18. De Nederlandse wettelijke bepalingen moeten worden uitgelegd in overeenstemming met de Richtlijn betreffende belasting over toegevoegde waarde van de Europese Unie van 28 november 2006 (hierna: de richtlijn). Artikel 9 van de richtlijn bepaalt dat als belastingplichtige (en daarmee als ondernemer in de zin van de wet) wordt aangemerkt ieder die, ongeacht op welke plaats, zelfstandig een economische activiteit verricht, ongeacht het resultaat of oogmerk van die activiteit. Ingevolge artikel 168 van de richtlijn bestaat recht op aftrek van voorbelasting voor zover de goederen en diensten worden gebruikt voor belaste handelingen.
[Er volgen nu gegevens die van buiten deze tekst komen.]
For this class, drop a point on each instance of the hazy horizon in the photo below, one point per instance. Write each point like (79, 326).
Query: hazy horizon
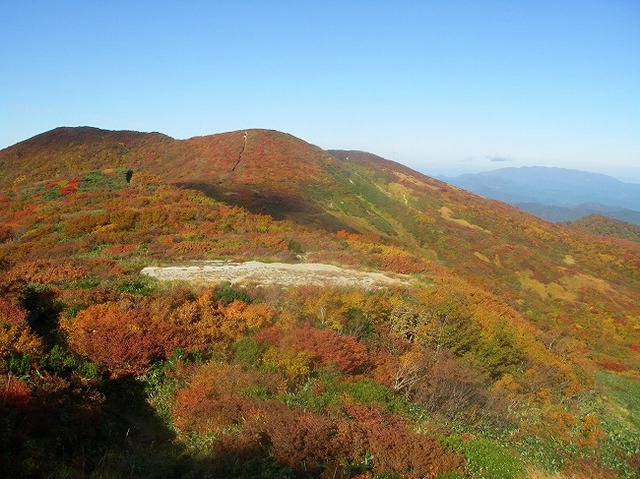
(438, 86)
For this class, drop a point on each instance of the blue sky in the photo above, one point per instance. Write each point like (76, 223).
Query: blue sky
(442, 86)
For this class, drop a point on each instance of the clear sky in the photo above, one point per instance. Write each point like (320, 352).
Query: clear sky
(443, 86)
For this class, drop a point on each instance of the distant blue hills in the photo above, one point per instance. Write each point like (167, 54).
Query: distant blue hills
(556, 194)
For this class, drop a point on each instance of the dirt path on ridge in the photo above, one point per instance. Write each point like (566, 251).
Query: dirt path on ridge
(317, 274)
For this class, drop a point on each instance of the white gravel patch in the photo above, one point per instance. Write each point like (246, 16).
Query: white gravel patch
(317, 274)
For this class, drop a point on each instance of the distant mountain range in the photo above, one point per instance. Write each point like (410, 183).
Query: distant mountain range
(556, 194)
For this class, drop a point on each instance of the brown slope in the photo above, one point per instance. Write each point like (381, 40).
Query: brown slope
(534, 264)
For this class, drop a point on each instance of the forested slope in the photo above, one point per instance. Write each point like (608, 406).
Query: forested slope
(510, 350)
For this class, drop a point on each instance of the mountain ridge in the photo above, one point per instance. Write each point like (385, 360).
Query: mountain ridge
(568, 191)
(503, 324)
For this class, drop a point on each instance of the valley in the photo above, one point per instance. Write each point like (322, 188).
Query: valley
(247, 304)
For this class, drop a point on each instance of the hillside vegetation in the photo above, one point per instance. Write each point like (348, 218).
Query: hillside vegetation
(510, 347)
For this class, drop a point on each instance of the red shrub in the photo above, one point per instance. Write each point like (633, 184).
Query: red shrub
(123, 342)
19. De rechtbank overweegt dat binnen de werkzaamheden van eiseres verschillende activiteiten moeten worden onderscheiden, te weten de ontwikkeling van het fondswervingsproject en de feitelijke uitvoering daarvan ten behoeve van [C] enerzijds (hierna aangeduid als fondswerving) en activiteiten ten behoeve van deelnemende restaurants anderzijds. Hierbij moet de fondsverwerving voor [C] als hoofdactiviteit van eiseres worden beschouwd. Eiseres is hiertoe opgericht in samenwerking met [C] . De beoogde fondswerving voor die stichting blijkt expliciet uit de statutaire doelomschrijving van eiseres en uit haar feitelijke werkzaamheden. De ontwikkeling in de jaren 2012 en 2013 van het “Eén voor voedsel” concept, het uitvoeren van de pilot in [Q] en de verdere daarmee samenhangende werkzaamheden in samenwerking met [D] hangen hier direct mee samen. Zij organiseert de fondswerving en draagt de in een jaar van restaurantbezoekers ontvangen donaties (in 2013 € 334) volledig aan [C] af. Voor deze fondswervende activiteiten betaalt [C] geen vergoeding aan eiseres. Partijen zijn het er over eens dat de in het jaar 2013 van [C] en het [E] ontvangen donaties van in totaal € 70.000 en de van particulieren via de restaurants ontvangen donaties van € 334 geen vergoeding voor deze of andere diensten vormt. Dit geldt ook voor het hierin begrepen en van [C] in dat jaar ontvangen bedrag, welk bedrag kennelijk is bedoeld als donatie voor de opstart van het project. Naar het oordeel van de rechtbank vormen deze werkzaamheden daarom geen economische activiteit als bedoeld in artikel 9 van de richtlijn omdat hiervoor geen vergoeding aan [C] in rekening wordt gebracht.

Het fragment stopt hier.